About 2,000 Massachusetts residents have joined FFP since its launch in February.
A recent poll commissioned by the Fan Freedom Project found that 90 percent of the 1,000 ticket users surveyed across the nation said they should have the right to resell or give away tickets they purchase to anyone they choose. In addition, 89 percent of respondents believe that once they have bought a ticket, it becomes their personal property and they have complete control over what they do with it.
The growing trend toward restrictive paperless tickets is a threat to consumers’ rights. These tickets work like airline tickets, requiring fans to show up at venues with their credit cards and IDs. This makes it difficult, if not impossible, to give concert tickets away as gifts and for season ticket holders to sell tickets they are unable to use. If performing artists, teams, venues and ticket companies allow consumers to resell their tickets, they are often limited to select websites and pre-set prices. These restrictive features undermine consumer interests by reducing choice and flexibility in the ticket market.
Frank Fernandez of Dorchester, a frequent ticket buyer, said Ace Tickets, StubHub and several other brokers and marketplaces compete for his business. “I am here today to underscore the benefits of the resale market in Massachusetts,” Fernandez said in prepared testimony. “If restrictive ticketing practices are adopted by venues, teams and ticket issuers like Ticketmaster, they will push all their re-sales onto an exchange they own or prefer and I will lose this convenience – so will many thousands of Red Sox, Patriots, Celtics and Bruins fans.”
HB 1893 affirms that fans own the tickets they buy by preventing artists, promoters, sports teams and venues from restricting what fans may do with tickets after purchase.
Consumers are also calling for greater transparency in the ticketing market. For concerts in particular, it has become all too common for artists and promoters to hold back tickets from the public for fan clubs, corporate sponsors, record labels and VIPs. In fact, some artists have been caught reselling tickets to their own shows at a hefty mark-up. Katy Perry, for example, reserves the right to hold back concert tickets from the public so that she can sell them on the secondary market at inflated prices. Similarly, news reports showed that Keith Urban “instructed the venues to pull out 50 prime seats to be auctioned off to the highest bidders through Ticketmaster” during his 2009 “Escape Together” tour.

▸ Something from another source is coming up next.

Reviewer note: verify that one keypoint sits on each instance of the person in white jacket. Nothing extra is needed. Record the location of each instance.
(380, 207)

HB 1893 seeks to bring the Massachusetts ticketing marketplace into the open by requiring ticket agencies and venues to disclose in advance of any concert, sporting event or other show, the total number of tickets issued and the total number of tickets available to the public.
“Purchasing event tickets is frequently confusing and frustrating for consumers,” said John Breyault, Vice President of Public Policy at the National Consumers League. “Fans have a right to know how many tickets are really available for a show. The ticketing transparency provisions in HB 1893 will give consumers a fighting chance in the ticket marketplace.”